6. Yuan Dynasty ( AD 1264 - AD 1368 )

( This dynasty was the eastern section of the Mongol Empire. Mongols learnt from Sung's success with paper money. However, the barbaric Mongols thought that paper money was equal to wealth. They over-printed it beyond any restraint. Hyperinflation occurred. Corruption in government overwhelmed imagination. You probably have noticed that this Mongol dynasty was particularly short: It lasted only about 100 years. Hyperinflation and an economic collapse were the causes of the destruction of the empire. Even the mighty Mongol Empire was no match against the power of hyperinflation. )

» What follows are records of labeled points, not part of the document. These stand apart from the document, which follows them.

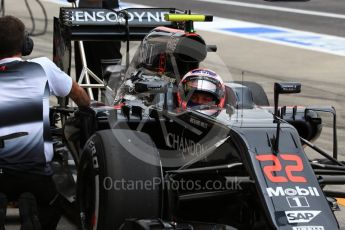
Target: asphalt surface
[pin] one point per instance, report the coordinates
(322, 75)
(332, 26)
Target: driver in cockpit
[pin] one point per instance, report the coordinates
(201, 89)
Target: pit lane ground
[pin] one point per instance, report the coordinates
(322, 75)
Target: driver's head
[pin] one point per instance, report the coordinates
(201, 88)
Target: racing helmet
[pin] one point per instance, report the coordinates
(201, 88)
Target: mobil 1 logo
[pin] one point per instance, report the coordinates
(297, 202)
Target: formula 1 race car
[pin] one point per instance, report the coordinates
(145, 162)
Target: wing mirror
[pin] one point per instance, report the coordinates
(284, 88)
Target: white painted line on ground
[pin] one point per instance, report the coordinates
(276, 8)
(273, 34)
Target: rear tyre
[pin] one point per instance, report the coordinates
(111, 181)
(259, 94)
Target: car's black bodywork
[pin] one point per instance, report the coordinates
(264, 178)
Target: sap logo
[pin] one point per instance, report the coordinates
(301, 216)
(279, 191)
(308, 228)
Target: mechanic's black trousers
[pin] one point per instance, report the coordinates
(14, 183)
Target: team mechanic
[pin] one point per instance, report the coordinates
(25, 148)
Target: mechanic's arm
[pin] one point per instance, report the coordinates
(78, 95)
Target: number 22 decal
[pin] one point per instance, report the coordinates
(271, 170)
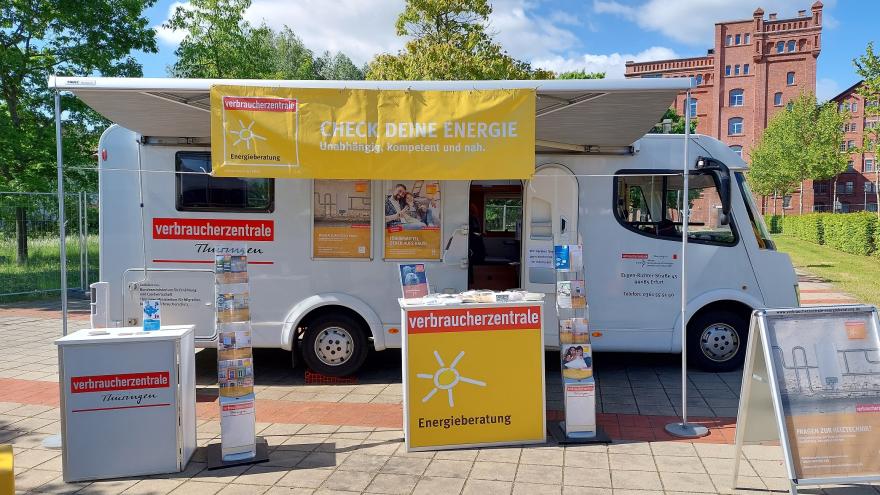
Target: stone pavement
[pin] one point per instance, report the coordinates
(346, 438)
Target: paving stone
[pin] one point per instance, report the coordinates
(444, 468)
(396, 484)
(486, 487)
(635, 480)
(687, 482)
(579, 476)
(534, 473)
(439, 486)
(496, 471)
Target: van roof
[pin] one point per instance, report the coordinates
(571, 115)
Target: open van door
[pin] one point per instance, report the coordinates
(551, 217)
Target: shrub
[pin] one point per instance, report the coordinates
(853, 233)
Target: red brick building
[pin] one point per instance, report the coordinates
(856, 186)
(756, 66)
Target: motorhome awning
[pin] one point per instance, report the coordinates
(571, 115)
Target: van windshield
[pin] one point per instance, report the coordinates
(762, 235)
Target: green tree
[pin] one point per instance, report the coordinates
(39, 38)
(448, 41)
(580, 74)
(803, 141)
(675, 123)
(219, 43)
(868, 67)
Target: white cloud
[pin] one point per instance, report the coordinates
(168, 36)
(526, 34)
(613, 64)
(693, 21)
(357, 28)
(826, 89)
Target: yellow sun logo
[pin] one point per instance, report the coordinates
(446, 378)
(246, 134)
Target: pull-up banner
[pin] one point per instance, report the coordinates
(372, 134)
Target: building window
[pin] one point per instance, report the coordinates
(691, 103)
(736, 98)
(734, 126)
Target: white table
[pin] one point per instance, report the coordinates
(127, 401)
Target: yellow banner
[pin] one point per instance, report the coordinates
(372, 134)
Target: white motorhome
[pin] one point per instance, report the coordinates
(599, 180)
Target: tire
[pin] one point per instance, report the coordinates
(335, 345)
(717, 340)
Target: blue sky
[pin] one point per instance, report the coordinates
(597, 35)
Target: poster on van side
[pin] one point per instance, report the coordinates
(412, 220)
(341, 216)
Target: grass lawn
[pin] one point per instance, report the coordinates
(42, 272)
(858, 275)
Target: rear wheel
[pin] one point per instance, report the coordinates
(717, 340)
(335, 345)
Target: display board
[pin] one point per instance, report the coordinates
(315, 133)
(818, 370)
(235, 364)
(473, 375)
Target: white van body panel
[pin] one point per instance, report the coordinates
(286, 283)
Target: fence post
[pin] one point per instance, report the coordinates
(21, 234)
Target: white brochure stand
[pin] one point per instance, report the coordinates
(128, 401)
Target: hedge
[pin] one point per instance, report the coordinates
(854, 233)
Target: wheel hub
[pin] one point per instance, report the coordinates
(334, 346)
(719, 342)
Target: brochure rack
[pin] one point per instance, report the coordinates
(235, 364)
(576, 355)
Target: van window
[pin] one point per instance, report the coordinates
(652, 205)
(199, 192)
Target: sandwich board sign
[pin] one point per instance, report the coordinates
(816, 371)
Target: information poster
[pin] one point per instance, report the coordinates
(473, 376)
(827, 369)
(412, 220)
(235, 364)
(342, 219)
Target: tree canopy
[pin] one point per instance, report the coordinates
(39, 38)
(448, 40)
(800, 143)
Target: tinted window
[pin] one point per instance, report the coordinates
(652, 205)
(198, 191)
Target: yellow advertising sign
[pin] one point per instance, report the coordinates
(372, 134)
(473, 376)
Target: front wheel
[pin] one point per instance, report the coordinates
(717, 340)
(335, 345)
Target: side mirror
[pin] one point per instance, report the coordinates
(721, 174)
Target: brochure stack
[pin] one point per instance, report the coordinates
(235, 364)
(576, 356)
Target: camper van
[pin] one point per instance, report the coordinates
(605, 184)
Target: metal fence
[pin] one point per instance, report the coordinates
(30, 265)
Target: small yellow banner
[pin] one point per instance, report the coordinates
(372, 134)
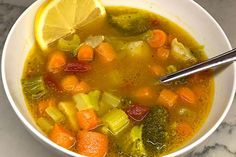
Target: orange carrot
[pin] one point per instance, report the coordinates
(106, 52)
(187, 95)
(85, 53)
(184, 129)
(87, 119)
(56, 62)
(92, 144)
(167, 98)
(170, 38)
(144, 93)
(44, 104)
(158, 39)
(62, 137)
(157, 70)
(69, 83)
(162, 54)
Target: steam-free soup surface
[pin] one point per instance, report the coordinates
(97, 92)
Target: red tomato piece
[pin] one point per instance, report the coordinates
(75, 66)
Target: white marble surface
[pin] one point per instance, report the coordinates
(15, 141)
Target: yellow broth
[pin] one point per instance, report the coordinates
(135, 74)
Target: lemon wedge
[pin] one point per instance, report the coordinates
(56, 19)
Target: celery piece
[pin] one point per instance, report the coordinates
(94, 97)
(110, 99)
(116, 120)
(130, 23)
(69, 45)
(44, 124)
(181, 53)
(69, 109)
(115, 78)
(82, 101)
(55, 114)
(34, 88)
(171, 69)
(136, 138)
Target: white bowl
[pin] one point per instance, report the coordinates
(186, 13)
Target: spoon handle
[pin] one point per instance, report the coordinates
(221, 59)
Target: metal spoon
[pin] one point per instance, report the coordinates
(221, 59)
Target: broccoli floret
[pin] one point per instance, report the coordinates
(132, 143)
(154, 132)
(130, 24)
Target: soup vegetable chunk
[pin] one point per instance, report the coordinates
(96, 92)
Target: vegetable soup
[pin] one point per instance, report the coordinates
(97, 91)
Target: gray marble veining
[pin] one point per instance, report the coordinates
(16, 141)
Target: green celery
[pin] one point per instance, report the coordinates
(55, 114)
(44, 124)
(94, 97)
(34, 88)
(82, 101)
(136, 137)
(116, 120)
(69, 109)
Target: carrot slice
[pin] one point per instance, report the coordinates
(170, 38)
(85, 53)
(187, 95)
(158, 39)
(184, 129)
(157, 70)
(167, 98)
(62, 137)
(106, 52)
(44, 104)
(162, 54)
(56, 62)
(92, 144)
(87, 119)
(69, 83)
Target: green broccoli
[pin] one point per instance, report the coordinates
(132, 144)
(130, 24)
(154, 132)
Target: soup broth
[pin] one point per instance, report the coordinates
(108, 89)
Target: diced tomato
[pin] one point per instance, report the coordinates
(137, 112)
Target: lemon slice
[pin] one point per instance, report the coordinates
(59, 18)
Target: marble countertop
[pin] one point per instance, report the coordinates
(16, 141)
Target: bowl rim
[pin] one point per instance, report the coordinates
(44, 139)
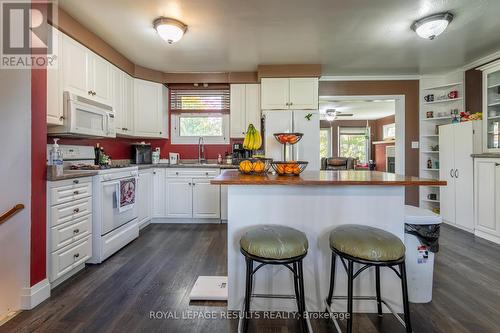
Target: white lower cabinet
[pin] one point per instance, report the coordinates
(69, 227)
(145, 197)
(179, 198)
(487, 198)
(189, 193)
(159, 192)
(206, 199)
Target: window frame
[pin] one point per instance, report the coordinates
(176, 138)
(353, 132)
(329, 143)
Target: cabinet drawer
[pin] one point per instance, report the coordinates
(64, 260)
(70, 211)
(70, 192)
(67, 233)
(190, 173)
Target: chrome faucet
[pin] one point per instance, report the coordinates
(201, 151)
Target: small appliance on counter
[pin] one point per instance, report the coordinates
(174, 158)
(141, 153)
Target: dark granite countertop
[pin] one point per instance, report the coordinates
(486, 155)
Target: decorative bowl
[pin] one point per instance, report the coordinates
(255, 166)
(290, 138)
(289, 168)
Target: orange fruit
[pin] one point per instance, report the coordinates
(258, 166)
(245, 166)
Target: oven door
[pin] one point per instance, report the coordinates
(111, 217)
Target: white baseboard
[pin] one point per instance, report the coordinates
(31, 297)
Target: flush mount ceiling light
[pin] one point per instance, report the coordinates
(432, 26)
(169, 29)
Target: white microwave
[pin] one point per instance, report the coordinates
(85, 117)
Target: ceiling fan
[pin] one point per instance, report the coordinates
(332, 114)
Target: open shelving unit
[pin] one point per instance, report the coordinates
(439, 86)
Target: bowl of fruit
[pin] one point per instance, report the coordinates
(289, 168)
(255, 166)
(290, 138)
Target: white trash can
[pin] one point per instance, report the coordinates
(419, 260)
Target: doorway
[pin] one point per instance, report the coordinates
(368, 129)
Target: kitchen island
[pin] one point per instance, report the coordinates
(315, 202)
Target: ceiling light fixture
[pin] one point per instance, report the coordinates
(331, 114)
(169, 29)
(432, 26)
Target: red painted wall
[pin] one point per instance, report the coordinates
(38, 174)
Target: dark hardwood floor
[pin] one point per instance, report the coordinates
(156, 273)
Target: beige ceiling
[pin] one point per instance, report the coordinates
(360, 109)
(348, 37)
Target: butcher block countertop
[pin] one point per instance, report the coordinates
(326, 178)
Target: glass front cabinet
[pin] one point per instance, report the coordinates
(491, 106)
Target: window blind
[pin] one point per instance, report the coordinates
(199, 100)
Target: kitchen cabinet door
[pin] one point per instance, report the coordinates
(55, 111)
(304, 93)
(252, 106)
(487, 188)
(147, 109)
(206, 199)
(159, 192)
(179, 197)
(237, 111)
(74, 67)
(145, 198)
(118, 83)
(447, 172)
(275, 94)
(464, 173)
(99, 78)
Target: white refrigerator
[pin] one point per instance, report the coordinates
(302, 121)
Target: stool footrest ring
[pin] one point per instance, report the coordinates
(363, 298)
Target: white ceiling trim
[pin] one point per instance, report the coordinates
(370, 78)
(482, 61)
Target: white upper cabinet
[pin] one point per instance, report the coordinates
(84, 72)
(304, 94)
(289, 93)
(99, 78)
(245, 108)
(148, 109)
(55, 112)
(74, 67)
(123, 99)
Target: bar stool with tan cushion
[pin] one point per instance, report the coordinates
(368, 246)
(274, 245)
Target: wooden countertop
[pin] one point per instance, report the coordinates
(326, 178)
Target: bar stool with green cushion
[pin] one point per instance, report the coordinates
(370, 247)
(274, 245)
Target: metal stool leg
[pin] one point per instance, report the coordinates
(406, 303)
(377, 287)
(332, 280)
(248, 293)
(302, 308)
(350, 268)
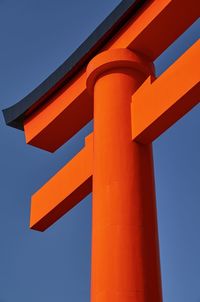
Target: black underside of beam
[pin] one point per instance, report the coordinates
(14, 116)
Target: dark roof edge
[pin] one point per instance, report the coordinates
(14, 115)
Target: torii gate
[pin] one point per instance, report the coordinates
(111, 78)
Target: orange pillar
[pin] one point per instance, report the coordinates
(125, 252)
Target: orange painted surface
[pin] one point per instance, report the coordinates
(125, 253)
(60, 118)
(149, 32)
(159, 104)
(64, 190)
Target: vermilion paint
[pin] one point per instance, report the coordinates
(125, 254)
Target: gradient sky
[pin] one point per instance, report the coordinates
(54, 266)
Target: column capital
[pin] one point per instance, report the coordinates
(117, 58)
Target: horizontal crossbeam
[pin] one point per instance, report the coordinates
(64, 190)
(149, 32)
(158, 104)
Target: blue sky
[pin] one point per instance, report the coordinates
(36, 37)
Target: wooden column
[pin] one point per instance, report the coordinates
(125, 252)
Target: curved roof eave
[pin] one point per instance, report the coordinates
(15, 115)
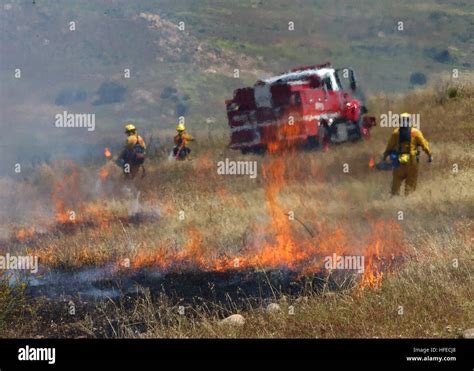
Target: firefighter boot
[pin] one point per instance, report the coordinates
(411, 179)
(399, 175)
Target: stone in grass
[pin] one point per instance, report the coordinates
(273, 308)
(234, 320)
(468, 334)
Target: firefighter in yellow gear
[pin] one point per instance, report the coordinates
(133, 154)
(403, 144)
(181, 150)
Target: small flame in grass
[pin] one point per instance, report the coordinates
(25, 233)
(103, 173)
(371, 163)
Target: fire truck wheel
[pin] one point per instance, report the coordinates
(323, 137)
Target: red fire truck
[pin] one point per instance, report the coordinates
(305, 105)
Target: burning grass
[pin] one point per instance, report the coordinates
(226, 225)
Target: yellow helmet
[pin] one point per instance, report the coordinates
(129, 128)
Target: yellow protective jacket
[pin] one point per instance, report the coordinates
(182, 139)
(416, 140)
(132, 141)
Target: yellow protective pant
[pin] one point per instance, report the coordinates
(409, 174)
(132, 171)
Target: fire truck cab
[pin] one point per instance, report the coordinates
(305, 105)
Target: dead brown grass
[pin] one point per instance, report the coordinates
(436, 298)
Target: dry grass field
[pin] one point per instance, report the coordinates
(214, 223)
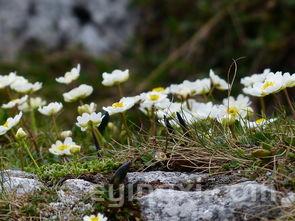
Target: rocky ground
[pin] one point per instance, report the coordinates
(98, 26)
(161, 196)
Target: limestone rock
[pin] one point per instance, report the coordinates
(161, 179)
(243, 201)
(19, 182)
(73, 190)
(97, 25)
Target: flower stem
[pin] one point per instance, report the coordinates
(98, 136)
(29, 152)
(262, 104)
(33, 120)
(289, 102)
(124, 122)
(55, 125)
(120, 90)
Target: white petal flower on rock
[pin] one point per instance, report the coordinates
(70, 76)
(123, 105)
(115, 77)
(51, 109)
(78, 93)
(153, 100)
(68, 147)
(289, 79)
(218, 82)
(168, 110)
(21, 86)
(261, 122)
(10, 123)
(273, 83)
(20, 133)
(87, 108)
(234, 109)
(15, 102)
(32, 104)
(87, 121)
(202, 110)
(98, 217)
(7, 80)
(254, 78)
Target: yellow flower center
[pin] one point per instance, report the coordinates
(154, 97)
(267, 84)
(232, 111)
(118, 105)
(5, 124)
(62, 147)
(260, 120)
(158, 89)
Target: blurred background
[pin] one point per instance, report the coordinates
(160, 42)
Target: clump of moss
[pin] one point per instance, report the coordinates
(56, 171)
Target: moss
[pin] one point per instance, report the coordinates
(56, 171)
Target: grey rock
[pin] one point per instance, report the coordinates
(98, 26)
(73, 190)
(74, 198)
(243, 201)
(19, 182)
(288, 200)
(165, 179)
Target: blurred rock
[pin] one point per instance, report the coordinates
(98, 26)
(243, 201)
(18, 182)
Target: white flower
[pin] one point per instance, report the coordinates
(273, 83)
(66, 133)
(32, 104)
(51, 109)
(6, 80)
(20, 133)
(218, 82)
(15, 102)
(98, 217)
(69, 76)
(183, 90)
(250, 80)
(78, 93)
(87, 121)
(203, 86)
(87, 108)
(153, 100)
(25, 87)
(114, 78)
(160, 90)
(234, 109)
(68, 147)
(289, 80)
(202, 110)
(169, 110)
(10, 123)
(124, 104)
(261, 122)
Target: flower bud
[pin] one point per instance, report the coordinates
(66, 133)
(20, 134)
(87, 108)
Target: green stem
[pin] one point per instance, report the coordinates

7. Ming Dynasty ( AD 1368 - AD 1644 )

( Same old story: See #1 - #7. In the final years of the dynasty, the army refused to fight against the peasant rebellion (drought) because the soldiers did not receive their wages in months. Massive surrender and defection of its arm force were fatal to Ming Empire. "When you can't pay your army, your empire is in trouble. " )


8. Manchu Dynasty ( AD 1644 - AD 1912 )

( One of the "cleanest" dynasties in Chinese history. Only until 19th century the government became corrupt and ineffective. After AD 1842, Manchu lost Opium War to the British Empire and was forced to open trade. Chinese pre-industrial products were not able to compete with European industrial products. Huge trade deficit occurred. Opium imports further worsened the deficit. Government finance was ruined. From AD 1850 to AD 1864, a Chinese Christian rebellion almost succeeded. Helped by the British, Manchu was able to suppress this rebellion, only barely. This empire's days were numbered. )


Chinese history indeed provides a series of cycles and a lot of facts about how bureaucracy grew, how it decayed, and how it eventually destroyed its host -- the nation.